---
title: ContentGuardEnv
emoji: 🛡️
colorFrom: indigo
colorTo: blue
sdk: docker
app_port: 7860
tags:
  - openenv
  - trust-and-safety
  - meta
  - llama-3
  - moderation-research
pinned: false
---

# ContentGuardEnv

I built ContentGuardEnv for the **Meta x Hugging Face Hackathon 2026** as a practical moderation environment where an AI agent has to do more than just classify text.

Instead of only asking "is this toxic?", the environment asks the model to:

1. Detect the policy category.
2. Choose a proportional enforcement action.
3. Explain a decision in an appeal-style format.

## Live Deployment

- Hugging Face Space: https://mj064-contentguardenv.hf.space
- Hugging Face repo: https://huggingface.co/spaces/mj064/ContentGuardEnv
- GitHub repo: https://github.com/mj064/meta_hack

## What This Project Does

ContentGuardEnv is an OpenEnv-style environment with three difficulty tiers:

- Easy: category detection
- Medium: enforcement action + severity
- Hard: appeal ruling + policy references

It includes:

- A FastAPI backend for reset/step/state APIs
- A WebSocket reasoning stream for live agent traces
- A browser dashboard to run episodes and inspect rewards
- A grading pipeline that returns reward + feedback for each decision

## Why I Built It

The goal was to simulate the type of moderation decisions that are messy in real systems: ambiguous context, policy tradeoffs, and high-cost mistakes.

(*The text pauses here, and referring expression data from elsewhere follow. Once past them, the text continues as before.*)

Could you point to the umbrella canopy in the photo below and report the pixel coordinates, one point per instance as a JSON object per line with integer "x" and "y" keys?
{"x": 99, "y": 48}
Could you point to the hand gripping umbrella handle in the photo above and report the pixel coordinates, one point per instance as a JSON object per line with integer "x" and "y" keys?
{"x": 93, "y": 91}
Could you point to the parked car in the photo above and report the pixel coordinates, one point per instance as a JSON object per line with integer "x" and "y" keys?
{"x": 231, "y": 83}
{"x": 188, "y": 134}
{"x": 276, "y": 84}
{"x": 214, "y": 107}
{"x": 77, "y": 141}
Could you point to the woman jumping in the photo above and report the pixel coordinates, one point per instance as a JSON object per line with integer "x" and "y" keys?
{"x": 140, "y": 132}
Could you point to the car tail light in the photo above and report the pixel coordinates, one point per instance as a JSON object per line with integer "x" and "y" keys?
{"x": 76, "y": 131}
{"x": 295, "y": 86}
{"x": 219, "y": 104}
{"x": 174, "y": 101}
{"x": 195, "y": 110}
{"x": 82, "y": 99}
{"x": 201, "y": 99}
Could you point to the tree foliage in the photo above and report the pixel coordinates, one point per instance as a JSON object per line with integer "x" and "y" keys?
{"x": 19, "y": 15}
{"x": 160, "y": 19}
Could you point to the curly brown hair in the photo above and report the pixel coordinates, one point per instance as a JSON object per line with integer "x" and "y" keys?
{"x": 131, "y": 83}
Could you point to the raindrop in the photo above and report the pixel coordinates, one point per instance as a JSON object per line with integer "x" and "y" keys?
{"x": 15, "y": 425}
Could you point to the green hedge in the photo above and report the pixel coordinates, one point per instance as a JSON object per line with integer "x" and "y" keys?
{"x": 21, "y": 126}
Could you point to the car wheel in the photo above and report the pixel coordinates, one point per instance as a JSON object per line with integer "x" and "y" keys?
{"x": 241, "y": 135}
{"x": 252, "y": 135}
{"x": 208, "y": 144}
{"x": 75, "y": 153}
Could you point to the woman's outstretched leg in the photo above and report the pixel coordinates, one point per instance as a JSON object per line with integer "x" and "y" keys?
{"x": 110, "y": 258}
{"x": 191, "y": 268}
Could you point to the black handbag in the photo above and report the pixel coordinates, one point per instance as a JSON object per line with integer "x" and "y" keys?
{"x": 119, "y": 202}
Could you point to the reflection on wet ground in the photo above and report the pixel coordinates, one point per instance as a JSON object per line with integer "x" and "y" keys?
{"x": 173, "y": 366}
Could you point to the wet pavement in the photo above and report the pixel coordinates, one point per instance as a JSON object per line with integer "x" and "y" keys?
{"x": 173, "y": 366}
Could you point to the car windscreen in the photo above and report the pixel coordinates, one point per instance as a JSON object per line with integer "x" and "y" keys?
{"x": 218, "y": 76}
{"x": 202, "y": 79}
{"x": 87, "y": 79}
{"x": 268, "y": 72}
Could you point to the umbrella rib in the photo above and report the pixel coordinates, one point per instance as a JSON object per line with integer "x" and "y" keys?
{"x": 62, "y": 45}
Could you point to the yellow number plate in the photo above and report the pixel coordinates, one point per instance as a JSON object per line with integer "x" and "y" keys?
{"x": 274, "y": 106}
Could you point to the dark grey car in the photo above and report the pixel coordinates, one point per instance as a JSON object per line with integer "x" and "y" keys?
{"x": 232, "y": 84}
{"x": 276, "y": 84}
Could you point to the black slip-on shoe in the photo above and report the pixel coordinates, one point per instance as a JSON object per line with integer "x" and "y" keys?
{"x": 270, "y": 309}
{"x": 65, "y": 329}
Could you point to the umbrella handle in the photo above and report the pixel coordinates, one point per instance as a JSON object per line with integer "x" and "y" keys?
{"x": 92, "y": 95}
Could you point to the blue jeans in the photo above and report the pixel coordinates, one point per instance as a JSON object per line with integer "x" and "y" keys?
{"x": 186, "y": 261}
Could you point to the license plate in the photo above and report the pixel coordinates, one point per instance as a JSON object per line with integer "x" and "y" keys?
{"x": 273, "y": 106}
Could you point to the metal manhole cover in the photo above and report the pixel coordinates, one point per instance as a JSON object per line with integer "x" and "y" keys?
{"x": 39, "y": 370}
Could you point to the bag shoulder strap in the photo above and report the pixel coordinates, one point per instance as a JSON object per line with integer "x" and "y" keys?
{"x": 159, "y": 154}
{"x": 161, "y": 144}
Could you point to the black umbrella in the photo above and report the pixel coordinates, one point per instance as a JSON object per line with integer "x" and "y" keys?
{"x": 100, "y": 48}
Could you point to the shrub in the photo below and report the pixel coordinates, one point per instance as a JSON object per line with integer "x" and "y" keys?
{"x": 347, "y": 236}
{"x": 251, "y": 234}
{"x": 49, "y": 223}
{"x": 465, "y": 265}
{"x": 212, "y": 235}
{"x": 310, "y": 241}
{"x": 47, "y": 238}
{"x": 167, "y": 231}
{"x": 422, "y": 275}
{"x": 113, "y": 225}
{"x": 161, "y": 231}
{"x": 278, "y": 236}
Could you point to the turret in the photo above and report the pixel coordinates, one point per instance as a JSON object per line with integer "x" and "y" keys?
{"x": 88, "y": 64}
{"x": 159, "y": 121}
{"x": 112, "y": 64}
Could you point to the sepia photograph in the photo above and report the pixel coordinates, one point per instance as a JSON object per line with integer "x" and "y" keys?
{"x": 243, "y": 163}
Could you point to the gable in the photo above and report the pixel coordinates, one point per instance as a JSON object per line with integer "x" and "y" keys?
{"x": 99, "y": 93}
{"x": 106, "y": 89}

This project is meant to be usable both as:

- A demo app for human-in-the-loop moderation testing
- A benchmark harness for agent evaluation loops

## Stack

- Python + FastAPI
- Vanilla JS/CSS frontend
- OpenAI/Hugging Face compatible inference routing
- Dockerized runtime for Hugging Face Spaces

## Run Locally

1. Install dependencies.

```bash
pip install -r requirements.txt
```

2. Set environment variables (or use a local `.env`).

```bash
API_BASE_URL=https://api.openai.com/v1
MODEL_NAME=gpt-4o-mini
HF_TOKEN=your_token_here
```

3. Start the app.

```bash
python server/app.py
```

Open http://localhost:7860

## API Overview

- POST `/reset`
- POST `/step/{episode_id}`
- GET `/state/{episode_id}`
- GET `/health`
- WS `/ws`

## Deploy to Hugging Face Space

This repo includes a helper script:

```bash
python sync_repo.py
```

It syncs the project folder to the Space while ignoring local-only artifacts.

## Project Layout

- `server/app.py`: FastAPI app + WebSocket gateway
- `server/env/`: environment, tasks, graders, data generation
- `server/static/`: dashboard HTML/CSS/JS
- `inference.py`: script for benchmark/evaluation flows
- `sync_repo.py`: one-command Hugging Face Space sync

## Notes

This is actively iterated during hackathon development, so UI and evaluation behavior continue to evolve as edge cases are discovered.